Abstract The International Conference on Harmonization (ICH) M7 guideline allows the use of in silico approaches for predicting Ames mutagenicity for the initial assessment of impurities in pharmaceuticals. This is the first international guideline that addresses the use of quantitative structure–activity relationship (QSAR) models in lieu of actual toxicological studies for human health assessment. Therefore, QSAR models for Ames mutagenicity now require higher predictive power for identifying mutagenic chemicals. To increase the predictive power of QSAR models, larger experimental datasets from reliable sources are required. The Division of Genetics and Mutagenesis, National Institute of Health Sciences (DGM/NIHS) of Japan recently established a unique proprietary Ames mutagenicity database containing 12140 new chemicals that have not been previously used for developing QSAR models. The DGM/NIHS provided this Ames database to QSAR vendors to validate and improve their QSAR tools. The Ames/QSAR International Challenge Project was initiated in 2014 with 12 QSAR vendors testing 17 QSAR tools against these compounds in three phases. We now present the final results. All tools were considerably improved by participation in this project. Most tools achieved >50% sensitivity (positive prediction among all Ames positives) and predictive power (accuracy) was as high as 80%, almost equivalent to the inter-laboratory reproducibility of Ames tests. To further increase the predictive power of QSAR tools, accumulation of additional Ames test data is required as well as re-evaluation of some previous Ames test results. Indeed, some Ames-positive or Ames-negative chemicals may have previously been incorrectly classified because of methodological weakness, resulting in false-positive or false-negative predictions by QSAR tools. These incorrect data hamper prediction and are a source of noise in the development of QSAR models. It is thus essential to establish a large benchmark database consisting only of well-validated Ames test results to build more accurate QSAR models.

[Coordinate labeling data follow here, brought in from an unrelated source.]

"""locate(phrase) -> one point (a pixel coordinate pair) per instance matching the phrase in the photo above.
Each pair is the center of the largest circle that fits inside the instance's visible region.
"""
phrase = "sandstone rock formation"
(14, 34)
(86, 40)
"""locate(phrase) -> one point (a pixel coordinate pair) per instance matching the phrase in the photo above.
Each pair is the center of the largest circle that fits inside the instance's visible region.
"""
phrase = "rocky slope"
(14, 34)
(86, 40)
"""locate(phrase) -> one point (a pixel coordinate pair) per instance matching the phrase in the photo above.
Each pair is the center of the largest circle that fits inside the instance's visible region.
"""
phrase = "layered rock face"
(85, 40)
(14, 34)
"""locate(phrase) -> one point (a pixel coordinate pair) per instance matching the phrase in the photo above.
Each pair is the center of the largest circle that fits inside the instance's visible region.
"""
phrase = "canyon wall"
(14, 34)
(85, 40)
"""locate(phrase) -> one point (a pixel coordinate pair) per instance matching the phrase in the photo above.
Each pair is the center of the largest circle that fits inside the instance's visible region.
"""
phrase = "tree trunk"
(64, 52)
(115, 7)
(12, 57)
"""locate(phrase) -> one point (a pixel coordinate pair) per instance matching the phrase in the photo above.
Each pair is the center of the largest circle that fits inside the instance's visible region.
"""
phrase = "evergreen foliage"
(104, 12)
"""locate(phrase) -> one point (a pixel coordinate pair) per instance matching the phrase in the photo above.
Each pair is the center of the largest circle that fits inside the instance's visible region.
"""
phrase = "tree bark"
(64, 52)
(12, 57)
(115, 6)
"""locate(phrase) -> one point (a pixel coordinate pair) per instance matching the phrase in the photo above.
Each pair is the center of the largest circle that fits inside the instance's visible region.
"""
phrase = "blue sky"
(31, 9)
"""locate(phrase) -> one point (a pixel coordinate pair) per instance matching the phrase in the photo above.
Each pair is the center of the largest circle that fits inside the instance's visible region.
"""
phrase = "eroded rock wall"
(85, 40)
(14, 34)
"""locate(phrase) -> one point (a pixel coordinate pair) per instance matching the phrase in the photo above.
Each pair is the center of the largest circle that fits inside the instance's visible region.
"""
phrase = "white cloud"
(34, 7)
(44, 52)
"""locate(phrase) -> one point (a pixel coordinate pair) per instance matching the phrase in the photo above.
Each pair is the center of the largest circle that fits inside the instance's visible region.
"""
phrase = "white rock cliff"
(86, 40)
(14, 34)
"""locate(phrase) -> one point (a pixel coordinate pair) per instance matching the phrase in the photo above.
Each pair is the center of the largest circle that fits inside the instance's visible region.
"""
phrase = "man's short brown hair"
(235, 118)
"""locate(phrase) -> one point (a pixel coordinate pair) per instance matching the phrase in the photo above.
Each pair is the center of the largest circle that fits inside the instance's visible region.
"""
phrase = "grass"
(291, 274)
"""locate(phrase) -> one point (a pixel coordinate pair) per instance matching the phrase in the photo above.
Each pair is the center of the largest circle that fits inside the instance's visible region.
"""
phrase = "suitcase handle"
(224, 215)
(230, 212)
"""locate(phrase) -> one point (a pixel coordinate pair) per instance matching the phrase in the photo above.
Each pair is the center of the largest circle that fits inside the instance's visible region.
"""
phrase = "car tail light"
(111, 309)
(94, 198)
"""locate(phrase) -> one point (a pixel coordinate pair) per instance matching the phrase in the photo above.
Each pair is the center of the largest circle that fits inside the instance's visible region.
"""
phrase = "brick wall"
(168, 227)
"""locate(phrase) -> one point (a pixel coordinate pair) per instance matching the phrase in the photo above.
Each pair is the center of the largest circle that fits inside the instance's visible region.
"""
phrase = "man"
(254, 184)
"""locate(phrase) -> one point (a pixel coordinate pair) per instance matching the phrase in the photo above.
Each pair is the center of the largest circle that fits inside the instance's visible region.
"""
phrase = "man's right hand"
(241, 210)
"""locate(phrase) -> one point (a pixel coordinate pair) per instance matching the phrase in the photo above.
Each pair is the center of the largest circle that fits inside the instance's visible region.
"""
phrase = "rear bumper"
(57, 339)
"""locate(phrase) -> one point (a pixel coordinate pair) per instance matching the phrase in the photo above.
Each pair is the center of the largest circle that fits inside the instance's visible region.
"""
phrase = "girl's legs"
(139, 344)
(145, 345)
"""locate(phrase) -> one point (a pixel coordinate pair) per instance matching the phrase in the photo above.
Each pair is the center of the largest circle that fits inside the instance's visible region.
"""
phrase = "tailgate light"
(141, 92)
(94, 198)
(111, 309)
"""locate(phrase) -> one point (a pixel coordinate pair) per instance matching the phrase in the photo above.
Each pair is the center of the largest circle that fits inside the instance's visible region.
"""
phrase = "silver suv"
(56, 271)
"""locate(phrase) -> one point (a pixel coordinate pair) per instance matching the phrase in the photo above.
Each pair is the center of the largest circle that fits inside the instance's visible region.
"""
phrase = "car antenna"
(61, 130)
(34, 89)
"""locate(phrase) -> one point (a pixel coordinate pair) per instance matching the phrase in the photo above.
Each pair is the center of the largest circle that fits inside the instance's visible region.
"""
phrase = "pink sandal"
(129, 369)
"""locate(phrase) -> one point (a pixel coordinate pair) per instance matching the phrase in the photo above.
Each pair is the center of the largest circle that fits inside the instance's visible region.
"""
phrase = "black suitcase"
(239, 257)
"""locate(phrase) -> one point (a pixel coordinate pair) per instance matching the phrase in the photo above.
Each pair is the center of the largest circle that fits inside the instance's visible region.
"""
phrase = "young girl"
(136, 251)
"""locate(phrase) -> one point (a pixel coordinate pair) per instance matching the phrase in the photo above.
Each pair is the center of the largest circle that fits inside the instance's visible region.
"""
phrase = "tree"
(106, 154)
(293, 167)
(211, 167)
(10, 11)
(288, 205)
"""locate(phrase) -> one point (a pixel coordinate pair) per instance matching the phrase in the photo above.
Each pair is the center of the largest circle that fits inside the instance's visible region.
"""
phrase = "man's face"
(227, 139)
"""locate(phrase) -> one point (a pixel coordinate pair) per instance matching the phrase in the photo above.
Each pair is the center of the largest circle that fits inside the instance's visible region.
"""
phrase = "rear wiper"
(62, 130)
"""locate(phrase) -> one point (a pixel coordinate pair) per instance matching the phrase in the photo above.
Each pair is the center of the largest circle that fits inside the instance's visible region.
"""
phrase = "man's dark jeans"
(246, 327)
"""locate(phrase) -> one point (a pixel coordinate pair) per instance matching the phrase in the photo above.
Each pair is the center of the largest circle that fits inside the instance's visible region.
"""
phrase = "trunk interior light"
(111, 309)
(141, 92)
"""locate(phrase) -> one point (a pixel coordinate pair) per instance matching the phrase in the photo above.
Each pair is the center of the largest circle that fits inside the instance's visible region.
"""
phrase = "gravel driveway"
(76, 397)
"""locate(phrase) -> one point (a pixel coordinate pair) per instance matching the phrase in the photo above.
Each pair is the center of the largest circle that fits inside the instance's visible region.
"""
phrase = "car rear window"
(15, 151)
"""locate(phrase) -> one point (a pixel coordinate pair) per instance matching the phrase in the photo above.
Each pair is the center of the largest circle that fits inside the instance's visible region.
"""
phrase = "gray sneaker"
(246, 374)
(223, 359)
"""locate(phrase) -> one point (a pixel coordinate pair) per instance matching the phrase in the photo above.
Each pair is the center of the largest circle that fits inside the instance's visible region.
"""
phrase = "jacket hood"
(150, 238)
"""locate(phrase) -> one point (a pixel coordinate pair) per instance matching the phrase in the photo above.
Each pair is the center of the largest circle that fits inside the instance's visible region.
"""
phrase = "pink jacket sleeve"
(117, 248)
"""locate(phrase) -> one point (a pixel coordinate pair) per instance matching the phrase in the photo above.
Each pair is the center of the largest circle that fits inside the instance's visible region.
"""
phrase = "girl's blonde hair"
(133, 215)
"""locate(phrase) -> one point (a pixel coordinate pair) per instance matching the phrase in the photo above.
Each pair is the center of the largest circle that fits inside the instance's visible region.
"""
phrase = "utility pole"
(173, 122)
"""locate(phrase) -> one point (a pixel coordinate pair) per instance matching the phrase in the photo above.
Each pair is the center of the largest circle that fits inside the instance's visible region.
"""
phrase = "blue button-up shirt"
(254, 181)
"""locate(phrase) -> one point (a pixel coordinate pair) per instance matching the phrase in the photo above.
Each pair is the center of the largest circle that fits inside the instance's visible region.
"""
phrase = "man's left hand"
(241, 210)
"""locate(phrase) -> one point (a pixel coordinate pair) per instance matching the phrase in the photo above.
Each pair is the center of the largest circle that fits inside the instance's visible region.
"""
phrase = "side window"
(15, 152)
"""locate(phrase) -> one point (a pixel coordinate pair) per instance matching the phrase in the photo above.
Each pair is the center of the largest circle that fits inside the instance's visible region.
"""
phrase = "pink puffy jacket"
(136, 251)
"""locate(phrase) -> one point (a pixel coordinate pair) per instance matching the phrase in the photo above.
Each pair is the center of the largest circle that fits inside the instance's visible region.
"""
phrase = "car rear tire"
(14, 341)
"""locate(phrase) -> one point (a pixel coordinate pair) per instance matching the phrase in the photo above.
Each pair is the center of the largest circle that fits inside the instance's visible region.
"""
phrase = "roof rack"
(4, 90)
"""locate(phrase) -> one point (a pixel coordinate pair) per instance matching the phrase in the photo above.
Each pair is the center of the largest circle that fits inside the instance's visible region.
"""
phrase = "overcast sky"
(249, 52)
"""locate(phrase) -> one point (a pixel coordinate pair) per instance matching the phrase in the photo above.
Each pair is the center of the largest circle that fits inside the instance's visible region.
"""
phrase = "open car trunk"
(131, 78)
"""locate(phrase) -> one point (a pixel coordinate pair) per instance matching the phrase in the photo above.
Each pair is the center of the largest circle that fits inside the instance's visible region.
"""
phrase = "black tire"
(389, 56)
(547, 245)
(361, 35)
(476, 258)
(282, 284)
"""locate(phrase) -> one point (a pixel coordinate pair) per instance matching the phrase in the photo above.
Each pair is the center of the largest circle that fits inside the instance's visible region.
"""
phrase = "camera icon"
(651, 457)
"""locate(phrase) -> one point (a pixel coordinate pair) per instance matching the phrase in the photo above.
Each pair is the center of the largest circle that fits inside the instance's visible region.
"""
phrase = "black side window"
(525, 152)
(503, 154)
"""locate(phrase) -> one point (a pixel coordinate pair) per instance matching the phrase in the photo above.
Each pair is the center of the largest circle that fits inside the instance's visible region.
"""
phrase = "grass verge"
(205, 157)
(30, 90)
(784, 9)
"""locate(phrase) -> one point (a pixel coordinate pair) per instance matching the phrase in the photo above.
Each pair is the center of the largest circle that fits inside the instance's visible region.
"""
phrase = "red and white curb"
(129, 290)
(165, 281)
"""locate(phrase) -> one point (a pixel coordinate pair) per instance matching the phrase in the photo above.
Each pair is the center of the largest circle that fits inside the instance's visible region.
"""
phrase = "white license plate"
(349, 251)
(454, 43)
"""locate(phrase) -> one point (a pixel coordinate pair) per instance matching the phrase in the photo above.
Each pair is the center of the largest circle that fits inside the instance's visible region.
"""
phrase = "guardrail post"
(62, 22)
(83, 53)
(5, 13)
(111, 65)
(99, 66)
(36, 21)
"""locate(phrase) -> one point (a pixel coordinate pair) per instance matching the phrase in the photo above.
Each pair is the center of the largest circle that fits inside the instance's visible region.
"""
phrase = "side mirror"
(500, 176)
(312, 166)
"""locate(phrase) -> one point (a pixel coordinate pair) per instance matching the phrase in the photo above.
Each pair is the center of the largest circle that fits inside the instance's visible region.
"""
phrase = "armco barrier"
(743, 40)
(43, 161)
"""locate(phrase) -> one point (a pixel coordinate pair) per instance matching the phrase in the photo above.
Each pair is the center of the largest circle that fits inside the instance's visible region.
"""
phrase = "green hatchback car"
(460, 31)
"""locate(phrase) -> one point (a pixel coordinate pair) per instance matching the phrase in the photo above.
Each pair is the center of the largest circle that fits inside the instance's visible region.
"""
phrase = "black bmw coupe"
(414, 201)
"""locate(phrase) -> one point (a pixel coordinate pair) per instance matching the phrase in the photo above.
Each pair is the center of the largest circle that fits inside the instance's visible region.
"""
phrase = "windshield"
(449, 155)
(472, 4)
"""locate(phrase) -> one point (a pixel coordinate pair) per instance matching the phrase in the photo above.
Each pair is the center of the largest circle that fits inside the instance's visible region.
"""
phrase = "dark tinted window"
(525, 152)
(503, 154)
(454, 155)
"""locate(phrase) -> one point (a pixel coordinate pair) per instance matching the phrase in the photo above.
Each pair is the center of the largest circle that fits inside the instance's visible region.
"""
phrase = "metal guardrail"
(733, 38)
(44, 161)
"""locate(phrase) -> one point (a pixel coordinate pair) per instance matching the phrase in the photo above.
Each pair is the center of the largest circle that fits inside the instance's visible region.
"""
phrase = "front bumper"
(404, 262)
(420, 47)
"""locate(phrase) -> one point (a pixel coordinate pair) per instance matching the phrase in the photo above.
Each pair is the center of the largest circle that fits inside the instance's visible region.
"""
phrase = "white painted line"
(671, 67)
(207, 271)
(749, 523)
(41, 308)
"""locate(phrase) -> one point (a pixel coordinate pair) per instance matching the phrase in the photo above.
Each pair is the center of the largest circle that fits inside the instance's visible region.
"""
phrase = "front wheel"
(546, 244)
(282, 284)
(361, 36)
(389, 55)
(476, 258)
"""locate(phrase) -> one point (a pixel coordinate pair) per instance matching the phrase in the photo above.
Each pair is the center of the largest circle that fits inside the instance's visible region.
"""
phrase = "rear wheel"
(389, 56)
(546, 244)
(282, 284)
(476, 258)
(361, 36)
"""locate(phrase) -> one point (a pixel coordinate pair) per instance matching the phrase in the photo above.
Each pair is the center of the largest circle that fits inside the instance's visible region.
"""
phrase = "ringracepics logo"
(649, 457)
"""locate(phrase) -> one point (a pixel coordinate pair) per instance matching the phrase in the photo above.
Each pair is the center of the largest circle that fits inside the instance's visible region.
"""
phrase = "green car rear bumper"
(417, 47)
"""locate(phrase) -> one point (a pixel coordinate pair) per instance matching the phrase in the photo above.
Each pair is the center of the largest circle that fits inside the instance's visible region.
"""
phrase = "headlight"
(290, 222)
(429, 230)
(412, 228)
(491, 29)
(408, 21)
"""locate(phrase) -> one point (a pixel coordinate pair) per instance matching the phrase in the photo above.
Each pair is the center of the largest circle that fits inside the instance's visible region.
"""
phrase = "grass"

Extending (Q)SARs to incorporate proprietary knowledge for regulatory purposes: is aromatic N-oxide a structural alert for predicting DNA-reactive mutagenicity?*

(Quantitative) structure-activity relationship or (Q)SAR predictions of DNA-reactive mutagenicity are important to support both the design of new chemicals and the assessment of impurities, degradants, metabolites, extractables and leachables, as well as existing chemicals. Aromatic N-oxides represent a class of compounds that are often considered alerting for mutagenicity yet the scientific rationale of this structural alert is not clear and has been questioned. Because aromatic N-oxide-containing compounds may be encountered as impurities, degradants and metabolites, it is important to accurately predict mutagenicity of this chemical class. This article analysed a series of publicly available aromatic N-oxide data in search of supporting information. The article also used a previously developed structure-activity relationship (SAR) fingerprint methodology where a series of aromatic N-oxide substructures was generated and matched against public and proprietary databases, including pharmaceutical data. An assessment of the number of mutagenic and non-mutagenic compounds matching each substructure across all sources was used to understand whether the general class or any specific subclasses appear to lead to mutagenicity. This analysis resulted in a downgrade of the general aromatic N-oxide alert. However, it was determined there were enough public and proprietary data to assign the quindioxin and related chemicals as well as benzo[c][1,2,5]oxadiazole 1-oxide subclasses as alerts. The overall results of this analysis were incorporated into Leadscopes expert-rule-based model to enhance its predictive accuracy.